Nov 26, 2016 1:27 AM

$20K reward offered as sheriff vows to capture jail escapees

The Associated Press

SAN JOSE, Calif. (AP) — A Northern California sheriff is promising to capture a pair of men who sawed their way out of a California jail and vanished late Thanksgiving Eve.

Santa Clara County Sheriff Laurie Smith told reporters Friday that authorities are using helicopters, dogs and other means as they search night and day for the two men. A $20,000 reward has been posted for the capture of Rogelio Chavez and Laron Campbell.

Smith said authorities believe the two are still in the area, noting search dogs tracked them to a nearby river before losing their scent.

"We will find these two and any person who is harboring or aiding and abetting in their escape we will attempt to prosecute," she said.

The sheriff also told reporters that authorities have received numerous credible tips from people who believe they saw the two, including one tip that came from the area that search dogs had chased them to.

She encouraged people to keep reporting such information but warned they should not to try to confront the men.

"I want to remind the community that these are dangerous people," she said. "They are not to be approached. Please just dial 911."

The pair escaped with two other prisoners by cutting through the bars covering a second-story window of the county's main jail and then rappelling to the ground. The others were quickly apprehended.

Chavez, 33, and Campbell, 26, are facing possible life sentences if convicted of burglary, extortion, false imprisonment and other charges they were being held on. Chavez had been held at the jail since August and Campbell since February 2015.

Chavez, who is from San Jose, is recognizable by a distinctive face tattoo resembling an inky gash going through his left eye. Campbell, who is from Palo Alto, stands 6-feet-4.

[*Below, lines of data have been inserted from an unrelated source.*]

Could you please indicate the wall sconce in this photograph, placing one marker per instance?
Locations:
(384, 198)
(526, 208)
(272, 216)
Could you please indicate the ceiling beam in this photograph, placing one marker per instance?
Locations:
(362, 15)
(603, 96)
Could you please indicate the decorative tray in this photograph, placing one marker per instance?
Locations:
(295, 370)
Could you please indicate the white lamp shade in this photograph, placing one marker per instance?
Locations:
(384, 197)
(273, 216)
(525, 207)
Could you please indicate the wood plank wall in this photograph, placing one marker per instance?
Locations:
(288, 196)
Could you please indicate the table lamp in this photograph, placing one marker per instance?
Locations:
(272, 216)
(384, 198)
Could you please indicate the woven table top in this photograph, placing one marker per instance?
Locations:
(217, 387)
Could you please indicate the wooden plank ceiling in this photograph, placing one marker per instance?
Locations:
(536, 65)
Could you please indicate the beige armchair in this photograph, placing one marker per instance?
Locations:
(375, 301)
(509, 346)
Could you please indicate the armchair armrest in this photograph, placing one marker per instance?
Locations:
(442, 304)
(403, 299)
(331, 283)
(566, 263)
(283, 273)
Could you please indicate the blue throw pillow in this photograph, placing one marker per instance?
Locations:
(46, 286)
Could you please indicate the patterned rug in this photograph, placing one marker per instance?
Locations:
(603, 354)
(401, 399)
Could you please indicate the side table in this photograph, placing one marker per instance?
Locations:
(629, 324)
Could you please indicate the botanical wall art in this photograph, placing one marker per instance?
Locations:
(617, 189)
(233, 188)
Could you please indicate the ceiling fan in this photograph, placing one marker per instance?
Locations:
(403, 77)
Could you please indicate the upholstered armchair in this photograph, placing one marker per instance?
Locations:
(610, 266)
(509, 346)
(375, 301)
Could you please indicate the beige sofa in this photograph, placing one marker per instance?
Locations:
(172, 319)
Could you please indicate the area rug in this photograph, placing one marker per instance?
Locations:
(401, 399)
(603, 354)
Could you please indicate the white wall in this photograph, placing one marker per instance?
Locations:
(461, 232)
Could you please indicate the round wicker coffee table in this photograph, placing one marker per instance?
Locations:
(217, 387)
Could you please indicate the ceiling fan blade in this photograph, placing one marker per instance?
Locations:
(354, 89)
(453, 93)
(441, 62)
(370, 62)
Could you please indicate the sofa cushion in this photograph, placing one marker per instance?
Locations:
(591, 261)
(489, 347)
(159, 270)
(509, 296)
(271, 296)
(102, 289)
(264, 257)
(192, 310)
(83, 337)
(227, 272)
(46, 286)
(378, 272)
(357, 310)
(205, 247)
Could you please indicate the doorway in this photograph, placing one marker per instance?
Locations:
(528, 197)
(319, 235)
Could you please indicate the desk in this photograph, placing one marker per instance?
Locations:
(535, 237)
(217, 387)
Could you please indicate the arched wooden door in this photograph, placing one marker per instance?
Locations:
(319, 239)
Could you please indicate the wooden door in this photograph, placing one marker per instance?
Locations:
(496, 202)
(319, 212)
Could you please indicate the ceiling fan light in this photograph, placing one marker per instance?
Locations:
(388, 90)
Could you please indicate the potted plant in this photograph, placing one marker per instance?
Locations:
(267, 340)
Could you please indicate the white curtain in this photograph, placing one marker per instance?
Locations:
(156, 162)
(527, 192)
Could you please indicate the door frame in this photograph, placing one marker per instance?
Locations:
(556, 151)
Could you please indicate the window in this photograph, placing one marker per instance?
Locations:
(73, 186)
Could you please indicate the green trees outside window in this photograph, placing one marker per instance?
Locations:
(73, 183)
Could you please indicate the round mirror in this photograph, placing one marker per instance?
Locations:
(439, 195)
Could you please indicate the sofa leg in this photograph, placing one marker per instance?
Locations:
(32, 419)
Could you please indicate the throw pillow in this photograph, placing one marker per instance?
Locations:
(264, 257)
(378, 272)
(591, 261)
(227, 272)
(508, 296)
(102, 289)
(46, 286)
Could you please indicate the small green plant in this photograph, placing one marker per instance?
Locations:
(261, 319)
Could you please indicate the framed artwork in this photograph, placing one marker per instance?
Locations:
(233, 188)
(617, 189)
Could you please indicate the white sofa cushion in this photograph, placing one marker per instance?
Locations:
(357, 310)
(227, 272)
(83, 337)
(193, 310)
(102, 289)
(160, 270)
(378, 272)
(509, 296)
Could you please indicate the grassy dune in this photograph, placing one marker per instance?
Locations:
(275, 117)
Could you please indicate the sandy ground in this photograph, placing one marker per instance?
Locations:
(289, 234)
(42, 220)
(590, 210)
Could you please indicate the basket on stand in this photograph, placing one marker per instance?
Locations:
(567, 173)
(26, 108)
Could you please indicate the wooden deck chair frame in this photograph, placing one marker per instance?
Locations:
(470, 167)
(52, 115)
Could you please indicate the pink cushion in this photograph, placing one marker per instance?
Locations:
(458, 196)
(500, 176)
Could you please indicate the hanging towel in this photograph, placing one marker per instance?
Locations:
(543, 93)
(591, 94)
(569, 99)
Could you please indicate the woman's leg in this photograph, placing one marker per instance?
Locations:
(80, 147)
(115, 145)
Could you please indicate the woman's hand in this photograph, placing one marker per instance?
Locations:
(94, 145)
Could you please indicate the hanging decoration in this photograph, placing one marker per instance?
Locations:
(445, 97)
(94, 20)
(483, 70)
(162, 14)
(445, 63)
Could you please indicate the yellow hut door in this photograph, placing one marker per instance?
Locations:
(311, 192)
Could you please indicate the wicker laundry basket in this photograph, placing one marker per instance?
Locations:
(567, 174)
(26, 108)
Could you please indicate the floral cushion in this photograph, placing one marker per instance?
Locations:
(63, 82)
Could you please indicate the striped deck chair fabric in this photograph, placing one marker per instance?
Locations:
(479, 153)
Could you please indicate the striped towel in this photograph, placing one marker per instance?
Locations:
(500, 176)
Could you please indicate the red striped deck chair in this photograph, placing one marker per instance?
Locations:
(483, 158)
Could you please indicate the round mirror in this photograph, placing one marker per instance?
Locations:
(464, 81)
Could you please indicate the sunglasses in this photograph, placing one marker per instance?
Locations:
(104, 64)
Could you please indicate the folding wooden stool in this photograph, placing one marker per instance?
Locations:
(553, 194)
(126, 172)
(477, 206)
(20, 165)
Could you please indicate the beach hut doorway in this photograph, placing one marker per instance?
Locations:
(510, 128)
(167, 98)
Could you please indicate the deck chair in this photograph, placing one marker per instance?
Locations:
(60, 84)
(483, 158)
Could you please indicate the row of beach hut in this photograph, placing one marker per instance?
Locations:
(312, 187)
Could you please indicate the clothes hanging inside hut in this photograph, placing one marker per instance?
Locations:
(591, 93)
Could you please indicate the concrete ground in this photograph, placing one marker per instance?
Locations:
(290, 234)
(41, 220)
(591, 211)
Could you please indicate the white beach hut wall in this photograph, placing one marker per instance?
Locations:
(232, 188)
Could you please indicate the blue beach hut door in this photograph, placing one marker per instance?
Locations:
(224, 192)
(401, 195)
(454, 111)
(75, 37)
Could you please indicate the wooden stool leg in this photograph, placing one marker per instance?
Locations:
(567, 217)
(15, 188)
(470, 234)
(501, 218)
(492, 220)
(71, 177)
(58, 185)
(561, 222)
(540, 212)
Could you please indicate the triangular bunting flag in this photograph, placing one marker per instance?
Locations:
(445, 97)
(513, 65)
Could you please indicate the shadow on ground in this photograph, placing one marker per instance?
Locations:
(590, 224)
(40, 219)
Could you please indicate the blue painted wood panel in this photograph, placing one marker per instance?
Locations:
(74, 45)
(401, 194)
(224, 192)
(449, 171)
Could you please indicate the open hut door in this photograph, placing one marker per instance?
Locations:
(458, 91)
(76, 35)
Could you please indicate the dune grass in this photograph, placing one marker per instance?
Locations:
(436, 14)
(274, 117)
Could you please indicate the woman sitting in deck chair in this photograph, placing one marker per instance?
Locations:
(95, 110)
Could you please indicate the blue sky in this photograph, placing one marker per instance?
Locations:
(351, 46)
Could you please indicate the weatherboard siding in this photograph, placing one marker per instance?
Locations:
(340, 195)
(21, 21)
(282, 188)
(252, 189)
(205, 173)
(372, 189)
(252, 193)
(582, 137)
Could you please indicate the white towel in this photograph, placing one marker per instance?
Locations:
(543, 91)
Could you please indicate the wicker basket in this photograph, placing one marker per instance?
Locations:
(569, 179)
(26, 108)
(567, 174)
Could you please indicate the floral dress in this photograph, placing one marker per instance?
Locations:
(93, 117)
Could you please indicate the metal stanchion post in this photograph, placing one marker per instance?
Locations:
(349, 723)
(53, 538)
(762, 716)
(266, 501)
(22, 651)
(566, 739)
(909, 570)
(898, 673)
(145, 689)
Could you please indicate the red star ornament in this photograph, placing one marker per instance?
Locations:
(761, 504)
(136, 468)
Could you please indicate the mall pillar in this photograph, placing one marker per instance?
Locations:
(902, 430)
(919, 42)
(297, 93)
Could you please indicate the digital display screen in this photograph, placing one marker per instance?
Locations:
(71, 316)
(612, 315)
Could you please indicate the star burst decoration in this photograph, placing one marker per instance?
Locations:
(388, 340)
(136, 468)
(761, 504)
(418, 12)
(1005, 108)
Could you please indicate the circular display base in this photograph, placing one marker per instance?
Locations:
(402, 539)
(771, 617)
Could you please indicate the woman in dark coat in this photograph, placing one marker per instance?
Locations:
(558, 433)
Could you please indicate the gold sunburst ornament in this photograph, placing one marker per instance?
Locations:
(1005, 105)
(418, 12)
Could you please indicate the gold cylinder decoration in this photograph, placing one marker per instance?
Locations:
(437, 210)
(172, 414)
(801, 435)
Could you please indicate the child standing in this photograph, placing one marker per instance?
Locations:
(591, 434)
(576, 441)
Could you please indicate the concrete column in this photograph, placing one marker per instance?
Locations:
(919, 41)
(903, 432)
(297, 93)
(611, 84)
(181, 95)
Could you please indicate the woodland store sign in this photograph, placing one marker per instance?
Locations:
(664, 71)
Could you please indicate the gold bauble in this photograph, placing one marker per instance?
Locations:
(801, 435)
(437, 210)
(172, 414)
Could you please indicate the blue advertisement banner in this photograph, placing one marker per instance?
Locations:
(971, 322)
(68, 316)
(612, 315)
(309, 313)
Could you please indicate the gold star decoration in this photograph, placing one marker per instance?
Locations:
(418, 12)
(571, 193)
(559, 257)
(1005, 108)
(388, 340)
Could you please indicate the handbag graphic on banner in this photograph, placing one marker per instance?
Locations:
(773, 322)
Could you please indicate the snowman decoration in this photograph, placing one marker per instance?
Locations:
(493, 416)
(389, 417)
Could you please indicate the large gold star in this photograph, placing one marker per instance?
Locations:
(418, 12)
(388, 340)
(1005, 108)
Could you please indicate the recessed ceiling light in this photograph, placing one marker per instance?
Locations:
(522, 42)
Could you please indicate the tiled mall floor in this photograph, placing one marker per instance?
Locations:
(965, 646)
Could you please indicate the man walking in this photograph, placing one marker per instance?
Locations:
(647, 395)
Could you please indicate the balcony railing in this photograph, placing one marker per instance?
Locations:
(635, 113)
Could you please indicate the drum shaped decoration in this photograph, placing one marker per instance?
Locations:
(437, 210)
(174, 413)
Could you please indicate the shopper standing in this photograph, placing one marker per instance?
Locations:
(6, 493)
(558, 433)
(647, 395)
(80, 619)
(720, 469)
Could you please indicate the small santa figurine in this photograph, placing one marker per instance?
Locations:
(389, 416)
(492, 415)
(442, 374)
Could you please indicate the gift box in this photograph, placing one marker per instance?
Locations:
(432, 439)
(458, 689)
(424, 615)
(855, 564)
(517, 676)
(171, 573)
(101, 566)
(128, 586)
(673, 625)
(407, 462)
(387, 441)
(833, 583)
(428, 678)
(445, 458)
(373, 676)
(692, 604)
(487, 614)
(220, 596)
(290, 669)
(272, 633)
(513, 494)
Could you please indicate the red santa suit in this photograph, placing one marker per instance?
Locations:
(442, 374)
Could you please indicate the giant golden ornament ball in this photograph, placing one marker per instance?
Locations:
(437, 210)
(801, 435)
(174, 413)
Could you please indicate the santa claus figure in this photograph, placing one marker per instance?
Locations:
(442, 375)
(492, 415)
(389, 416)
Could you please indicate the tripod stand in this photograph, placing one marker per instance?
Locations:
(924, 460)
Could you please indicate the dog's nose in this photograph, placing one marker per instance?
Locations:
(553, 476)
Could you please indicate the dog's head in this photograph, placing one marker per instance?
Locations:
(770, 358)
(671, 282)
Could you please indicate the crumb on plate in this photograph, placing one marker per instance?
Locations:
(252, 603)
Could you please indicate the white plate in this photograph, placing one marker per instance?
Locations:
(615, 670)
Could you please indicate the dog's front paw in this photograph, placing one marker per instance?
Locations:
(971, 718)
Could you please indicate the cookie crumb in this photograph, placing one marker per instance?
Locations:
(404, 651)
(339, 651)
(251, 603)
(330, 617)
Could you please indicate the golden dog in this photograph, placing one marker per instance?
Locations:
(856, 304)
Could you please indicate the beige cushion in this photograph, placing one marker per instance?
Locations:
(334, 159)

Smith said authorities still haven't found the tools used to cut through the bars and don't know how they were obtained.

"That's one of our big concerns," she said. "To think that we have inmates in there with those kinds of tools is pretty disheartening."

The escapees were being held in a dormitory designed to hold 20 people. Conditions there are often very loud, Smith said, making it hard for guards to hear any suspicious noise that might have been made.

That section of the jail, built in the 1950s, doesn't have cameras either, which helped facilitate the escape.

"From the officers' station you cannot see in," Smith said, adding there are plans to put cameras there in the future.

Wednesday's escape was discovered by a deputy patrolling the jail's perimeter.

"He kind of thought he saw some movement in the shadows, looked up and saw some bedding in the window," said Sgt. Rich Glennon.

A similar escape was made from a Southern California jail in January by three men authorities later determined had planned it for weeks.

They cut through the main Orange County jail's fifth-floor bars with tools smuggled in by an outsider, rappelled to the ground and escaped in a get-away car.

They later abducted a cab driver and forced him to drive them to Northern California.

The escape began to unravel when one of the men, fearful the others would kill the driver, fled to Southern California with him and surrendered. The others were captured soon after in San Francisco.